Elliott and her committee colleagues (Norm Beamer, David Bower, Nancy Clark, Peter Drekmeier, Susan Rosenberg, Bob Wenzlau, Stepheny McGraw, Hal Mickelson and Richard Whaley) also recommended a list of 16 projects that would be funded by the roughly $27.2 million that would be raised for capital improvements.
The most expensive items on the list are capacity improvements along Louis Road (from Embarcadero to the Seale-Wooster Canal) in Midtown and to Hamilton Avenue (between Center and Rhodes drives) in the Duveneck/St. Francis neighborhood. Other items include storm-drain upgrades along West Bayshore Road (in Palo Verde), at East Meadow Circle and along East Charleston Road.
The new projects will build on the storm-water improvements that the city had been implementing over the past decade, particularly after property owners approved in 2005 a storm-drain fee to fund seven infrastructure projects. These included a pump station near the San Francisquito Creek and storm-drain improvements along Alma Street and Clara Drive.

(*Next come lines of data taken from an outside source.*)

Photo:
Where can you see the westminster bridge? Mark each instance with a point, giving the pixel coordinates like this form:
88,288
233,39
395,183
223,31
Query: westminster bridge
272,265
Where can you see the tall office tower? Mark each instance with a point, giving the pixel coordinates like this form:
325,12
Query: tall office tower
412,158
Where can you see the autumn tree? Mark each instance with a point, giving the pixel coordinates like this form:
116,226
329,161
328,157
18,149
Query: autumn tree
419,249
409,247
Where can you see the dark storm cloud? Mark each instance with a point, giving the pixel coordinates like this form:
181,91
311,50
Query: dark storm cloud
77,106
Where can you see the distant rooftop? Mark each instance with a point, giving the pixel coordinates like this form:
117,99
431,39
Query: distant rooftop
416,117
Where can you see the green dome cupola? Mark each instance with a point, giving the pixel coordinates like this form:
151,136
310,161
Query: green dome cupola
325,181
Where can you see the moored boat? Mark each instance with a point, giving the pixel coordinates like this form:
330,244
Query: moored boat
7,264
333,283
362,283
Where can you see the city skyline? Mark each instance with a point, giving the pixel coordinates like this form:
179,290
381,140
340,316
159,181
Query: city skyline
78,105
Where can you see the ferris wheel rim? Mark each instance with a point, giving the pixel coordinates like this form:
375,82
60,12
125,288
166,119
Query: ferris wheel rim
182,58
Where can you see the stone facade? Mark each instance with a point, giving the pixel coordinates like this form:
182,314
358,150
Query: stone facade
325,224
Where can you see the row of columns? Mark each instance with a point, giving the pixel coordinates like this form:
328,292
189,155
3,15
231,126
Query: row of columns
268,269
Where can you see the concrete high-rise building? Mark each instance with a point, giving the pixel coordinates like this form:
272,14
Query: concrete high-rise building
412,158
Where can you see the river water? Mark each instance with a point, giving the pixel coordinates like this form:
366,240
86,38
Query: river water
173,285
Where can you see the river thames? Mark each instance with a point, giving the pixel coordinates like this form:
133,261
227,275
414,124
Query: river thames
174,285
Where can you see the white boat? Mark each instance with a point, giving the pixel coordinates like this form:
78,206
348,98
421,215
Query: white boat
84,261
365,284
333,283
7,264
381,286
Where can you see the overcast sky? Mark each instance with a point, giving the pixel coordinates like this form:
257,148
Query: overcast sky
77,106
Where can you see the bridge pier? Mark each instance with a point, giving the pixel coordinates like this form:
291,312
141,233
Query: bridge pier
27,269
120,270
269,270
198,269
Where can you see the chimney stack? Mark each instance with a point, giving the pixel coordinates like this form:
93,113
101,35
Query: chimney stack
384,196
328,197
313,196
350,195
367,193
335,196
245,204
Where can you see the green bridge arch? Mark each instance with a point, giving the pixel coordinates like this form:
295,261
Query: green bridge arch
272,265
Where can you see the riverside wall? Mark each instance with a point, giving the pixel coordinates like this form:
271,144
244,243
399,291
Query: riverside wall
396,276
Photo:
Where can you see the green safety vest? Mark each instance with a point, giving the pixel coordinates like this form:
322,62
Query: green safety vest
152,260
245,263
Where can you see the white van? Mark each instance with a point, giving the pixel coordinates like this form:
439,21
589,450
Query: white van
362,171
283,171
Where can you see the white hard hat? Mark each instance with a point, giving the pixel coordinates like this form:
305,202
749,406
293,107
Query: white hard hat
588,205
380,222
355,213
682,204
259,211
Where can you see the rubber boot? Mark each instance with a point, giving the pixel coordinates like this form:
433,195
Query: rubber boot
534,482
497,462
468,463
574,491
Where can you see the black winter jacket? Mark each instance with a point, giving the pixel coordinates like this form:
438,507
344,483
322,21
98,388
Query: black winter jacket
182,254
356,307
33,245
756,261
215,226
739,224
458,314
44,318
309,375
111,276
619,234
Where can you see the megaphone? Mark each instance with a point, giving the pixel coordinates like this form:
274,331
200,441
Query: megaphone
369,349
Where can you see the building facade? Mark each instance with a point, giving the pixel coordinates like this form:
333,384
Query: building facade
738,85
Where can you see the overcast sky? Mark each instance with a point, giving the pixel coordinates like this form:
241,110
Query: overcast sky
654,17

If the new fees are not approved, residents' storm-water bills would drop to the pre-election level of $4.25 per month. According to Public Works, this rate "will not support current operational costs for storm-drain system maintenance and state-mandated storm-water quality protection programs, and will provide no funding for continuation of a storm-drain capital improvement program."
In approving the election, council members pointed out that the increase in bills would be nominal. Currently, property owners pay about $13.03 (a combination of the voter-approved $10 fee and inflationary increases).
Vice Mayor Greg Scharff praised the plan to split off the fees into maintenance and capital categories and called the committee's recommendations "thoughtful."
"This way we have a sustainable and clear process to fund things going into the future," he said.
Council members also lauded the philosophical shift on storm water. Mayor Pat Burt, who represents the city on the San Francisquito Creek Joint Powers Authority, noted that when a major storm happens, the runoff from the city's storm-drain system converges with water from local creeks near U.S. Highway 101. At a certain point, the level of water goes beyond what the gated system can accommodate, prompting water to back up onto streets.
"There is no solution other than having less storm water," Burt said.
Burt lauded the shift from the old "hardscape" system in which storm water is piped away and discharged to the Bay to a new one in which the water is returned to the natural environment. He called this "a big transformation."
"It's not just our storm water, it's about how it helps us complement our creek flood-control program and how it basically adds to a sustainable approach," he said.
The shift toward harvesting, rather than dumping, rain water has already started to take place. The most recent example is in the Southgate neighborhood, where the city has installed bioretention planters, which collect runoff from nearby paved areas and permeable crosswalks. The project, which was funded by the 2005 ballot measure, cost $2 million and was completed in 2014.
Other projects that fit under the umbrella of "green storm-water infrastructure" include rain gardens, tree wells and green roofs. The report from the Blue Ribbon Committee states that such infrastructure projects offer amenities "with many benefits beyond water-quality improvement and groundwater replenishment, including creation of attractive tree-lined streetscapes, wildlife habitat, reduction of heat island effect, bicycle and pedestrian accessibility and enhanced public health."
"There's a lot of ways that green infrastructure can be incorporated and we hope every time the city does an improvement project of some sort that they look for opportunities to incorporate it so it's part of the thought process for everything we're doing whenever possible," Elliott told the council.